Il s’avère que nous connaissons déjà la réponse à cette question.
Statistique Canada, que l’on ne peut soupçonner d’alarmisme en ce qui concerne la situation du français, a en effet effectué des projections linguistiques détaillées dans une étude publiée en 2017 intitulée « Projections linguistiques pour le Canada 2011 à 2036 ». Plusieurs scénarios d’immigration furent projetés, incluant un scénario « fort » (qui correspond aux objectifs d’Ottawa, soit 350 000 immigrants par année), un scénario « faible » (175 000 immigrants, ce qui donne 31 635 immigrants par année au Québec) et un scénario « immigration zéro » (pour 2017-2036).
Le scénario « faible » correspond quasiment au volume d’immigration « optimal » qui nous est proposé par M. Houle et d’autres. Qu’est-ce que tout cela donne en 2036 ?
En 2036, au Québec, le français langue maternelle sera à 69 % pour le scénario « fort » et à 72,1 % pour le scénario « faible ». Pour le français langue d’usage, il sera à 73,6 % pour le « fort » et 75,7 % pour le « faible ». Le français recule donc moins dans le scénario « faible » que dans le scénario « fort ». Mais il recule tout de même ! Un recul qui est tellement marqué qu’on peut affirmer qu’à l’horizon 2036, on sera en présence d’un effondrement du poids des francophones au Québec, peu importe le scénario.
Qui plus est, ces projections nous apprennent également que pendant que le français va reculer au Québec, l’anglais va avancer. Si le français recule pendant que l’anglais avance, cela signifie que la vitalité de l’anglais, sa capacité à recruter de nouveaux locuteurs, va s’accroître pendant que celle du français va diminuer. Cela signifie que les transferts linguistiques des allophones vers le français, qui sont actuellement autour de 55 % (alors qu’ils devraient être autour de 90 % !), vont éventuellement décroître. Cette décroissance ira alimenter à son tour la vitalité de l’anglais, ce qui fera baisser encore plus les transferts vers le français, etc.
Le gouvernement et le patronal profitent de la situation de misère dans laquelle vivent les gens du tiers-monde pour combler la « pénurie d’emplois » qu’il y a ici, les dits emplois où il y a pénurie étant souvent mal payés et ingrats; mais évidemment les gens du tiers-monde quand ils arrivent ici sont mal placés pour les refuser.
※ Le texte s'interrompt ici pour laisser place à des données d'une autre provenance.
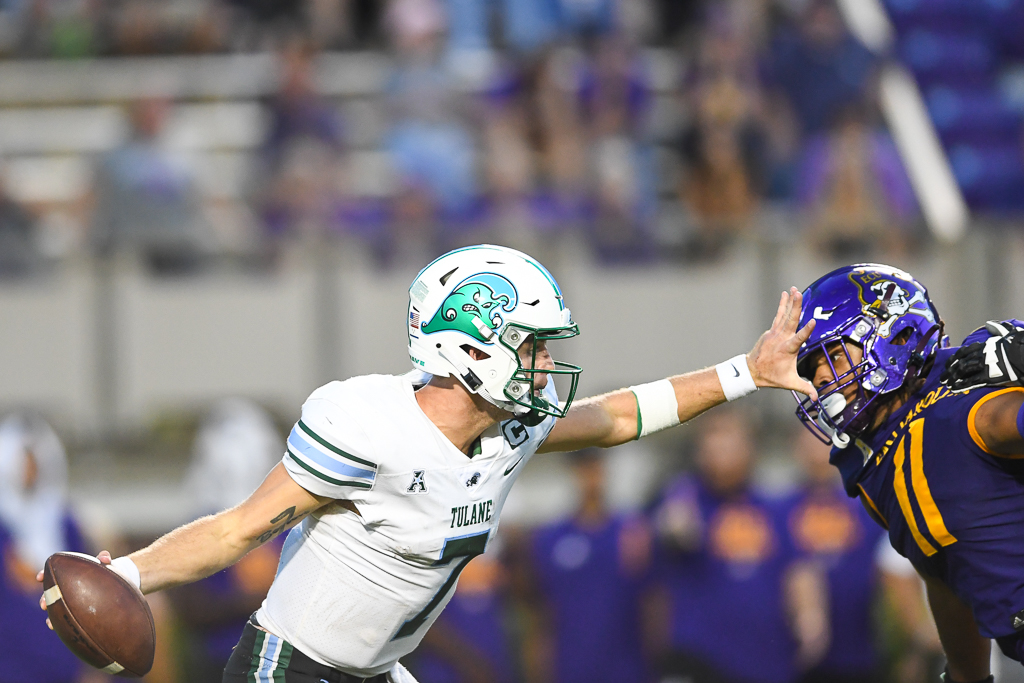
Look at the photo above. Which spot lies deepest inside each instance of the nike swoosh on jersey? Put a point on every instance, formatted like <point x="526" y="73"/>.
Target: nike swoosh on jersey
<point x="513" y="467"/>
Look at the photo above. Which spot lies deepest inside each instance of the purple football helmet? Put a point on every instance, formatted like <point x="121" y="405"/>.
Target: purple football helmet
<point x="887" y="313"/>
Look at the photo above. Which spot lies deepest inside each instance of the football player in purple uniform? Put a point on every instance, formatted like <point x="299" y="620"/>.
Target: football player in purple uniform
<point x="940" y="465"/>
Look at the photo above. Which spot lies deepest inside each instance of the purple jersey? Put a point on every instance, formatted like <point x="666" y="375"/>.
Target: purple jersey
<point x="951" y="507"/>
<point x="727" y="595"/>
<point x="33" y="653"/>
<point x="827" y="526"/>
<point x="593" y="600"/>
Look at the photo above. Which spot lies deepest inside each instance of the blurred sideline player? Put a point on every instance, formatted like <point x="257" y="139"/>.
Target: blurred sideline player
<point x="733" y="601"/>
<point x="35" y="522"/>
<point x="859" y="566"/>
<point x="576" y="638"/>
<point x="236" y="447"/>
<point x="470" y="641"/>
<point x="392" y="483"/>
<point x="942" y="471"/>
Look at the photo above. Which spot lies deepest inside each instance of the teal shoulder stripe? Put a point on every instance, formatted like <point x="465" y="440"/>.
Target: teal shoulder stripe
<point x="321" y="475"/>
<point x="333" y="447"/>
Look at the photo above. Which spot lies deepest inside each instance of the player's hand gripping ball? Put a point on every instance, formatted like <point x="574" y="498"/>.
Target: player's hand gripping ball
<point x="996" y="361"/>
<point x="98" y="614"/>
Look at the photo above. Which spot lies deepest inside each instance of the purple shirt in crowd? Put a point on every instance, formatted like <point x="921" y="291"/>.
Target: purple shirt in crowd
<point x="835" y="530"/>
<point x="593" y="601"/>
<point x="727" y="595"/>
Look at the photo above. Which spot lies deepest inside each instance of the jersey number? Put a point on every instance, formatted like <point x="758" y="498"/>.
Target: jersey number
<point x="465" y="548"/>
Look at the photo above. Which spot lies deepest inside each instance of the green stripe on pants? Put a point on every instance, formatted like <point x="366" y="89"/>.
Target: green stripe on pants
<point x="283" y="660"/>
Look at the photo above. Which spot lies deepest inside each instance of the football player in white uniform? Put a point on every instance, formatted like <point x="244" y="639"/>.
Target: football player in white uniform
<point x="391" y="484"/>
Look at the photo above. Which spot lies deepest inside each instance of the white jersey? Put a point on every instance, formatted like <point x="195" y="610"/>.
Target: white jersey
<point x="357" y="590"/>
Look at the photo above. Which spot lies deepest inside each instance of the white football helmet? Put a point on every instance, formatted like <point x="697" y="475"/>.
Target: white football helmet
<point x="492" y="299"/>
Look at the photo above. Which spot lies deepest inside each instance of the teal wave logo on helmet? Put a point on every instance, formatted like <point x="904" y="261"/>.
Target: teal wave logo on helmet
<point x="484" y="296"/>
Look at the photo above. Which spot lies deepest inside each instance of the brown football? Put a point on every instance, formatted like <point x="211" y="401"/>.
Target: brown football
<point x="99" y="616"/>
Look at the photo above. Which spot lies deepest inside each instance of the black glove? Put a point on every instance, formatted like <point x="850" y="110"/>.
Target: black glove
<point x="995" y="361"/>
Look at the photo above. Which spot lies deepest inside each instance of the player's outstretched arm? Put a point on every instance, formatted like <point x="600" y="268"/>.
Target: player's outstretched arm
<point x="999" y="422"/>
<point x="612" y="419"/>
<point x="210" y="544"/>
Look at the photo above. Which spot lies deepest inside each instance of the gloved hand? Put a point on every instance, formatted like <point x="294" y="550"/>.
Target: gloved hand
<point x="995" y="361"/>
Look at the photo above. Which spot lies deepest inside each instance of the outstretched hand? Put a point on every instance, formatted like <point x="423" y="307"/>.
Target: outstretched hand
<point x="773" y="358"/>
<point x="103" y="557"/>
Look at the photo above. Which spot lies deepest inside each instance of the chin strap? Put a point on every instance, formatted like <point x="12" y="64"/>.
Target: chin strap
<point x="467" y="375"/>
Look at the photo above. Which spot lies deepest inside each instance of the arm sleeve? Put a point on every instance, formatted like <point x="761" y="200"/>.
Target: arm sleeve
<point x="328" y="454"/>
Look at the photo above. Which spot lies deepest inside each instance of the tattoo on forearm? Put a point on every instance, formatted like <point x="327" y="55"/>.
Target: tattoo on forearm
<point x="280" y="524"/>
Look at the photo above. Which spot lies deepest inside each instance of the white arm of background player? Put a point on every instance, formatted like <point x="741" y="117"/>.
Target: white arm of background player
<point x="611" y="419"/>
<point x="213" y="543"/>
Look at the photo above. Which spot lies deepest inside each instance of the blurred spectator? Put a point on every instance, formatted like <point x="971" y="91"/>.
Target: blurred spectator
<point x="834" y="530"/>
<point x="614" y="100"/>
<point x="529" y="26"/>
<point x="18" y="237"/>
<point x="430" y="144"/>
<point x="723" y="156"/>
<point x="583" y="585"/>
<point x="147" y="198"/>
<point x="838" y="534"/>
<point x="734" y="603"/>
<point x="469" y="642"/>
<point x="237" y="445"/>
<point x="35" y="522"/>
<point x="852" y="184"/>
<point x="302" y="156"/>
<point x="819" y="66"/>
<point x="263" y="25"/>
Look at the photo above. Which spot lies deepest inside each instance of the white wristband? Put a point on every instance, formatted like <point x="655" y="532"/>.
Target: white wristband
<point x="734" y="375"/>
<point x="656" y="407"/>
<point x="127" y="568"/>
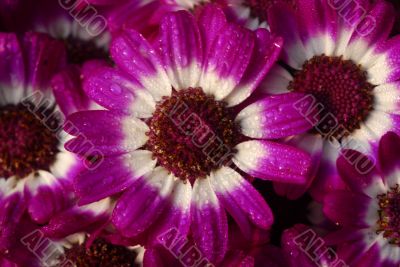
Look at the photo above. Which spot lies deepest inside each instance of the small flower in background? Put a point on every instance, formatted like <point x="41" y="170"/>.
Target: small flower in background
<point x="179" y="179"/>
<point x="145" y="16"/>
<point x="36" y="171"/>
<point x="348" y="65"/>
<point x="368" y="210"/>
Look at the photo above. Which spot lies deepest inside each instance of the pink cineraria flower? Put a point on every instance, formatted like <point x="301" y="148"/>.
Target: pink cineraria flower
<point x="176" y="144"/>
<point x="368" y="210"/>
<point x="348" y="66"/>
<point x="145" y="15"/>
<point x="35" y="170"/>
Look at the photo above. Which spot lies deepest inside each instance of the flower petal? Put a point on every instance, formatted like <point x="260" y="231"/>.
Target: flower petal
<point x="274" y="117"/>
<point x="180" y="49"/>
<point x="241" y="200"/>
<point x="226" y="64"/>
<point x="141" y="206"/>
<point x="113" y="175"/>
<point x="273" y="161"/>
<point x="132" y="53"/>
<point x="209" y="222"/>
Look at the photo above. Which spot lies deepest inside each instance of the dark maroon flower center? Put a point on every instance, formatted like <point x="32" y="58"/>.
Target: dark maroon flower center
<point x="259" y="8"/>
<point x="341" y="87"/>
<point x="79" y="51"/>
<point x="27" y="145"/>
<point x="101" y="253"/>
<point x="389" y="215"/>
<point x="191" y="134"/>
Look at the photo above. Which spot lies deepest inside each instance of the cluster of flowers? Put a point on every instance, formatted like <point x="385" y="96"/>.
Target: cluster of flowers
<point x="200" y="133"/>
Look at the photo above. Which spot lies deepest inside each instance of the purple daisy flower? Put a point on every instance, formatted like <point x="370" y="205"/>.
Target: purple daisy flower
<point x="339" y="54"/>
<point x="170" y="137"/>
<point x="145" y="16"/>
<point x="368" y="210"/>
<point x="35" y="168"/>
<point x="81" y="26"/>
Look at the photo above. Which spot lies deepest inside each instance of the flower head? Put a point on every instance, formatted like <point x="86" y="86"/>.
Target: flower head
<point x="340" y="55"/>
<point x="172" y="137"/>
<point x="368" y="210"/>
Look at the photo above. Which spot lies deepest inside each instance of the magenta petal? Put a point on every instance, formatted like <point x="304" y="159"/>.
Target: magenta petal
<point x="133" y="54"/>
<point x="377" y="25"/>
<point x="273" y="161"/>
<point x="12" y="73"/>
<point x="176" y="216"/>
<point x="314" y="146"/>
<point x="316" y="16"/>
<point x="110" y="177"/>
<point x="241" y="200"/>
<point x="180" y="48"/>
<point x="347" y="208"/>
<point x="113" y="89"/>
<point x="389" y="156"/>
<point x="75" y="219"/>
<point x="266" y="51"/>
<point x="229" y="63"/>
<point x="68" y="90"/>
<point x="209" y="222"/>
<point x="297" y="247"/>
<point x="141" y="206"/>
<point x="46" y="197"/>
<point x="211" y="21"/>
<point x="275" y="117"/>
<point x="12" y="209"/>
<point x="45" y="57"/>
<point x="352" y="166"/>
<point x="105" y="132"/>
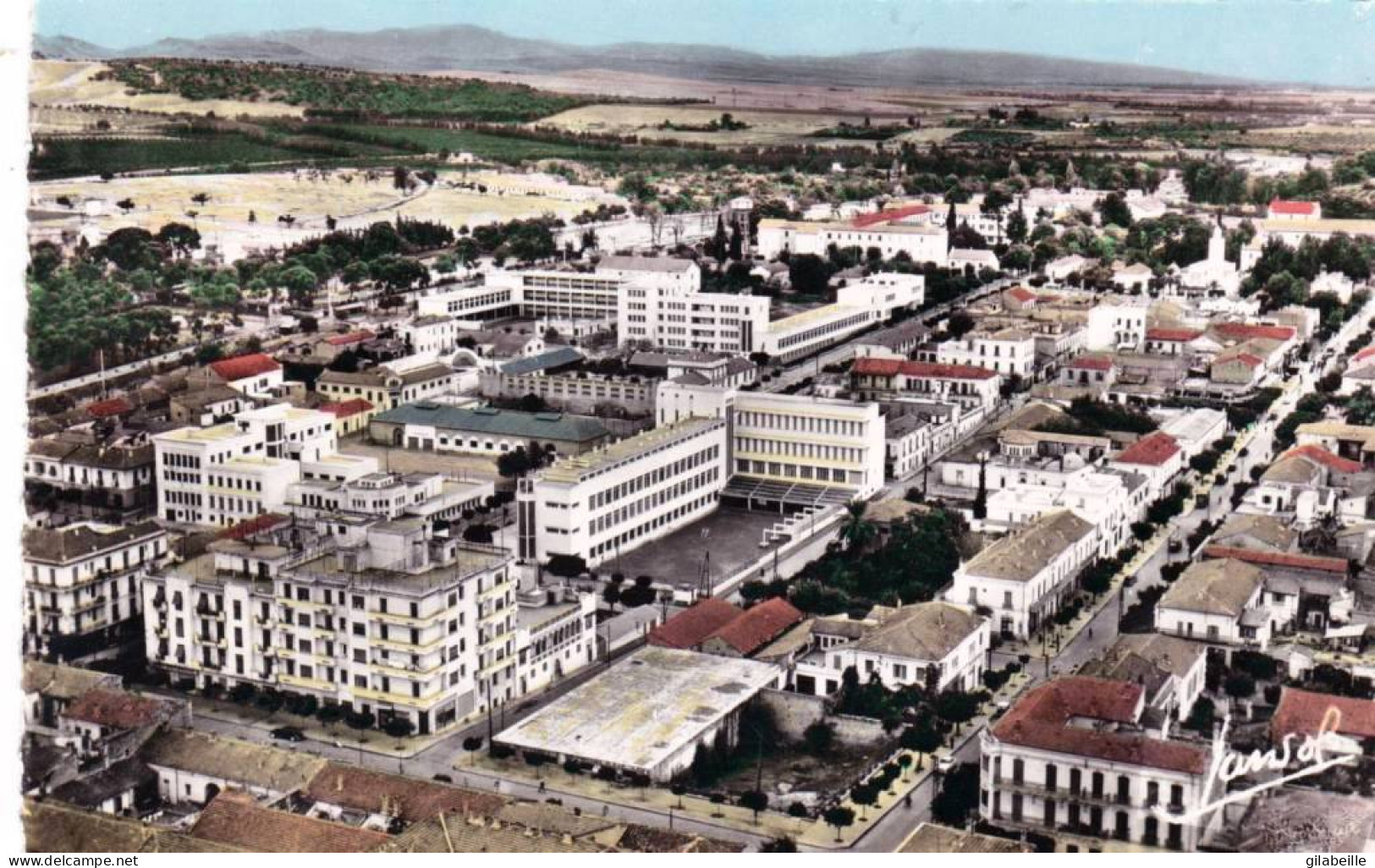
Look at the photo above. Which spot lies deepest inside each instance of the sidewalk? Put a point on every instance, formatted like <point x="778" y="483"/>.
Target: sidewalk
<point x="367" y="740"/>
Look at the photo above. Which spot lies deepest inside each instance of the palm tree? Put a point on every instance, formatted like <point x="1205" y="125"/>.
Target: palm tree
<point x="857" y="531"/>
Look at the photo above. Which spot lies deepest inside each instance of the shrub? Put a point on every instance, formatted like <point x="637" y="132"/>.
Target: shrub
<point x="399" y="727"/>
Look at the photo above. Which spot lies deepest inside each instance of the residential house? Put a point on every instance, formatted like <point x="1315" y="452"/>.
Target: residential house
<point x="1157" y="456"/>
<point x="1073" y="760"/>
<point x="932" y="646"/>
<point x="1217" y="602"/>
<point x="1026" y="577"/>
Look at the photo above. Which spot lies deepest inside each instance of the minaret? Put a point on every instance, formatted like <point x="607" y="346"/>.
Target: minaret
<point x="1217" y="245"/>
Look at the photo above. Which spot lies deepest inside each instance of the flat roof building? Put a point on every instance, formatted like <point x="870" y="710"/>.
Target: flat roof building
<point x="613" y="500"/>
<point x="646" y="714"/>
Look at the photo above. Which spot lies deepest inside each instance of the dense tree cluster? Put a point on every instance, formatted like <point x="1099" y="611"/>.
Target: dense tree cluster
<point x="337" y="91"/>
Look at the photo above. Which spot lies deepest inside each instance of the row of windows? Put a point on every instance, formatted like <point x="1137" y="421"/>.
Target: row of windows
<point x="799" y="450"/>
<point x="655" y="500"/>
<point x="774" y="468"/>
<point x="799" y="422"/>
<point x="651" y="525"/>
<point x="817" y="332"/>
<point x="655" y="476"/>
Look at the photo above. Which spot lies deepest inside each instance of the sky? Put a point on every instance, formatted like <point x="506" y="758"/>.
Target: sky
<point x="1316" y="41"/>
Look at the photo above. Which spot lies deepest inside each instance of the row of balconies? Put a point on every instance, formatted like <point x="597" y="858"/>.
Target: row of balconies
<point x="1084" y="794"/>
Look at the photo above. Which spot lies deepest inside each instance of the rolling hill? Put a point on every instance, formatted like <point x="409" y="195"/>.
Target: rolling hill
<point x="481" y="50"/>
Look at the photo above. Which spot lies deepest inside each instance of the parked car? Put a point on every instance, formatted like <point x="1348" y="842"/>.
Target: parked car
<point x="289" y="733"/>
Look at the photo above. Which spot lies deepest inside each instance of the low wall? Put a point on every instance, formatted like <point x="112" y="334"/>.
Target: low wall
<point x="795" y="711"/>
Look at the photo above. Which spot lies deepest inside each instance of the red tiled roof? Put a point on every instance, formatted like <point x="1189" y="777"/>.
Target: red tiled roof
<point x="1042" y="720"/>
<point x="242" y="367"/>
<point x="1302" y="711"/>
<point x="1245" y="358"/>
<point x="758" y="626"/>
<point x="888" y="217"/>
<point x="877" y="367"/>
<point x="252" y="525"/>
<point x="1278" y="558"/>
<point x="407" y="798"/>
<point x="1154" y="448"/>
<point x="1243" y="331"/>
<point x="114" y="709"/>
<point x="1290" y="206"/>
<point x="690" y="628"/>
<point x="888" y="367"/>
<point x="234" y="819"/>
<point x="1326" y="459"/>
<point x="1091" y="362"/>
<point x="113" y="406"/>
<point x="1172" y="334"/>
<point x="347" y="408"/>
<point x="352" y="338"/>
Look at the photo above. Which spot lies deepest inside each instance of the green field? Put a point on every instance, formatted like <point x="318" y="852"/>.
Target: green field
<point x="72" y="157"/>
<point x="343" y="91"/>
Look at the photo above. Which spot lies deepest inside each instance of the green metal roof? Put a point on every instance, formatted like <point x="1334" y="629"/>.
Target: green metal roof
<point x="501" y="422"/>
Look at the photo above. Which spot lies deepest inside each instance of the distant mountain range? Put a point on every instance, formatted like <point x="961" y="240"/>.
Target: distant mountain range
<point x="464" y="47"/>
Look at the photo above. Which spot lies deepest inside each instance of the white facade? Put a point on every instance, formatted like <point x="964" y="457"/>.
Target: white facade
<point x="858" y="305"/>
<point x="618" y="498"/>
<point x="791" y="439"/>
<point x="404" y="625"/>
<point x="235" y="470"/>
<point x="1115" y="327"/>
<point x="675" y="320"/>
<point x="1025" y="577"/>
<point x="553" y="639"/>
<point x="433" y="336"/>
<point x="921" y="242"/>
<point x="1008" y="353"/>
<point x="895" y="663"/>
<point x="1084" y="791"/>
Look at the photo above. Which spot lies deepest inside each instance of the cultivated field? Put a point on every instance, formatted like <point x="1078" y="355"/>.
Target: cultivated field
<point x="308" y="197"/>
<point x="765" y="127"/>
<point x="61" y="84"/>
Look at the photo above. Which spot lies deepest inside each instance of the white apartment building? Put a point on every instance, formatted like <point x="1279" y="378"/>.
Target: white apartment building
<point x="1107" y="501"/>
<point x="858" y="305"/>
<point x="556" y="636"/>
<point x="965" y="386"/>
<point x="795" y="448"/>
<point x="389" y="496"/>
<point x="235" y="470"/>
<point x="81" y="586"/>
<point x="1117" y="327"/>
<point x="432" y="334"/>
<point x="1023" y="457"/>
<point x="618" y="498"/>
<point x="921" y="241"/>
<point x="574" y="393"/>
<point x="934" y="646"/>
<point x="1071" y="760"/>
<point x="1027" y="575"/>
<point x="671" y="274"/>
<point x="1008" y="353"/>
<point x="403" y="625"/>
<point x="675" y="320"/>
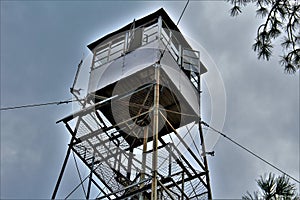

C’est un genre d’exploitation de ces pauvres gens qui quittent leur pays pour venir ici et accomplir les jobs ingrates et mal payées dont personne ne veut pendant que la jeunesse dorée de la bourgeoisie québécoise pure laine finit par accaparer les bonnes jobs payantes.
Ça fait-y assez dur? C’est vraiment le temps de sortir nos chapelets. Il n’y a que la prière qui peut désormais faire quelque chose.
Monsieur Mathieu Bock-Côté a produit un article fort intéressant sur le sujet:
https://www.journaldemontreal.com/2019/11/22/la-penurie-de-main-doeuvre-est-une-fable-entretien-avec-jacques-houle
De dire M. Jacques Houle à M. Bock-Côté dans l’article: « …réclamer plus d’immigrants contribue à alimenter le réservoir d’immigrants forcés à accepter les emplois précaires à bas salaires que ne veulent plus les natifs ainsi que les immigrants plus anciens. »
Ça revient à ma première intervention dans le commentaire précédent: les immigrants arrivant ici sont mal placés pour refuser les jobs ingrates et mal payées dont personne ne veut. C’est cela qui devrait indigner les Québécois, l’exploitation de ces pauvres gens que l’on fait venir ici.